Il râle, grogne,
Il geint, ronchonne,
Il râle, maugréer,
Il murmure, peste,
Il est rouspéteur,
Bougon, ronchon,
Il râle !
Je n’en connais pas la cause,
Mais il râle,
Oh ! c’est très Français me direz-vous.
Sans contestation possible, c’est aussi mon cas,
Un pays de râleurs…
Que l’on soit dix millions ou soixante-dix millions,
Le sport national du pays de râleurs.
Remonter à la nuit des temps lointains
Sans doute l’atmosphère de l’hexagone
Cette figure géométrique unique sur le globe.
J’imagine bien les premiers bipèdes s’aventurant ici ou là,
Dans ce terroir, se demandant où ils ont atterri
C’est ta faute si nous sommes là !
Tu n’avais pas à me suivre, etc.
Et puis, chemin faisant, d’invasion en invasion,
Le parfum de l’hexagone contamine les nouveaux venus.
Ils s’adaptent, ils râlent !
Aux vingt unièmes siècles après J-C, le râle continu.
Mais, cela n’est pas celui-là dont je parle,
Non, lui, il est encore plus vieux que les premiers hominidés
Ayant foulé le monde, et ses pas sur cette portion de terre hexagonale.

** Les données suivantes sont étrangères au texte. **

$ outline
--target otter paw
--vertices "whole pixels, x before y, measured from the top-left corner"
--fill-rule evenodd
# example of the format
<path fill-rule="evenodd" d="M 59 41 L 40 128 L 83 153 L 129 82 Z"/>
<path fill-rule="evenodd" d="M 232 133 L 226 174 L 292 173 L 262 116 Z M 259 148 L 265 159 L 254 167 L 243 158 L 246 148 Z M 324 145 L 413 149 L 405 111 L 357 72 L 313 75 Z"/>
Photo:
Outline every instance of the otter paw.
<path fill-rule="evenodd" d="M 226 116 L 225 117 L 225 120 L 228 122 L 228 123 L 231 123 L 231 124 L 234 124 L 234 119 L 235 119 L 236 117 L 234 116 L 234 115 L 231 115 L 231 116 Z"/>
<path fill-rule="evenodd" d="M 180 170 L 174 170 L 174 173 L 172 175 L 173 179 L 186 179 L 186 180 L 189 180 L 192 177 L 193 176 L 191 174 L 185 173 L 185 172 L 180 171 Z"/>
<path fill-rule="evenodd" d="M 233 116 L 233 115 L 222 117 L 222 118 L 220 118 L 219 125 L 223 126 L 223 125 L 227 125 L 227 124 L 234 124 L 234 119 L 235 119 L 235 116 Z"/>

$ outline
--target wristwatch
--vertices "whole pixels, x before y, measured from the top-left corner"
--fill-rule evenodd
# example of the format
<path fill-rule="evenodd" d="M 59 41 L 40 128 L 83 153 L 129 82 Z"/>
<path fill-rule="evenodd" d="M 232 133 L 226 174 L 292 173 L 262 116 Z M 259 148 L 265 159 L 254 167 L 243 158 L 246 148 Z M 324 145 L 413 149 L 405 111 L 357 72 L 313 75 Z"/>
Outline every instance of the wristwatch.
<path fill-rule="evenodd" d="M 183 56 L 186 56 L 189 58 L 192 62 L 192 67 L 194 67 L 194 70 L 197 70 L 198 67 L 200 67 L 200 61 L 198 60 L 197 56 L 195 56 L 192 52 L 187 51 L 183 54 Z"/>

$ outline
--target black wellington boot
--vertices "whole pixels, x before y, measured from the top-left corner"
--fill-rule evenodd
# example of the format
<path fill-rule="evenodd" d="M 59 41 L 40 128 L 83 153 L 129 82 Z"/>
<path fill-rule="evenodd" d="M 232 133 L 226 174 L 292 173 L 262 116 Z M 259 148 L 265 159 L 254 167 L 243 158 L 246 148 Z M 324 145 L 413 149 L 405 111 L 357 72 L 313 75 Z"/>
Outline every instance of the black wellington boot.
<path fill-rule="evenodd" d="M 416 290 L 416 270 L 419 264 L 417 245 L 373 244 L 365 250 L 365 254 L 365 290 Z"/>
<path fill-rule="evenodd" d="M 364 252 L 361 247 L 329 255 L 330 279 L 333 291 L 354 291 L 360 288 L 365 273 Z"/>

Lui, il a trouvé l’élixir de l’éternelle jeunesse,
Il dévale chaque jour, chaque heure, seconde les flancs de la montagne, il parcourt plaines et vallons,
Il n’est pas fatigué,
Il aime s’étendre dans la plaine, y faire une bonne sieste !
Là, on le croit paresseux, il veille, il surveille son monde tel un canidé.
Dans sa plus lointaine jeunesse, il vivait librement.
Il jouait à ce que bon lui semble,
Après sa sieste, il reprend sa route énergique.
Rien ne le gênait dans son voyage,
Avec son éternelle jeunesse dans son bagage.
Ses amours n’ont pas de genre, il aime les deux,
Aujourd’hui encore, il fait son parcours,
Toujours aussi fougueux, faussement assagi
Comme des fauves dans un cirque,
Maîtrisé, dressé, dompté, canalisé par les dompteurs.
Au fil du temps, où, sa vie gênait,
Son espace changea avec ce mammifère bipède
Nouveau maître du monde.
On lui a disposé des hamacs, ici ou là, pour qu’il se détende
Et ne dérange pas cet apprenti sorcier.
Il fut même détourné, tout en lui gardant son ancien lit,
Parfois, le fils des montagnes, revient dans sa maison,
Souvenirs d’enfance !
Mais là, ce samedi de novembre, il râle !
Il jette toute sa furie à la face du monde,
Celui qui veut bien le regarder, l’entendre,
Il râle, un instant je me crus au pied d’une falaise face à l’océan,
Mais non ! c’est lui qui déverse son verbe puissant,
Crachant son écume dans des tourbillons colériques
Il caracole dans la ville avec toute sa fougue.
Il râle.
Rhône tempétueux d’un jour d’automne.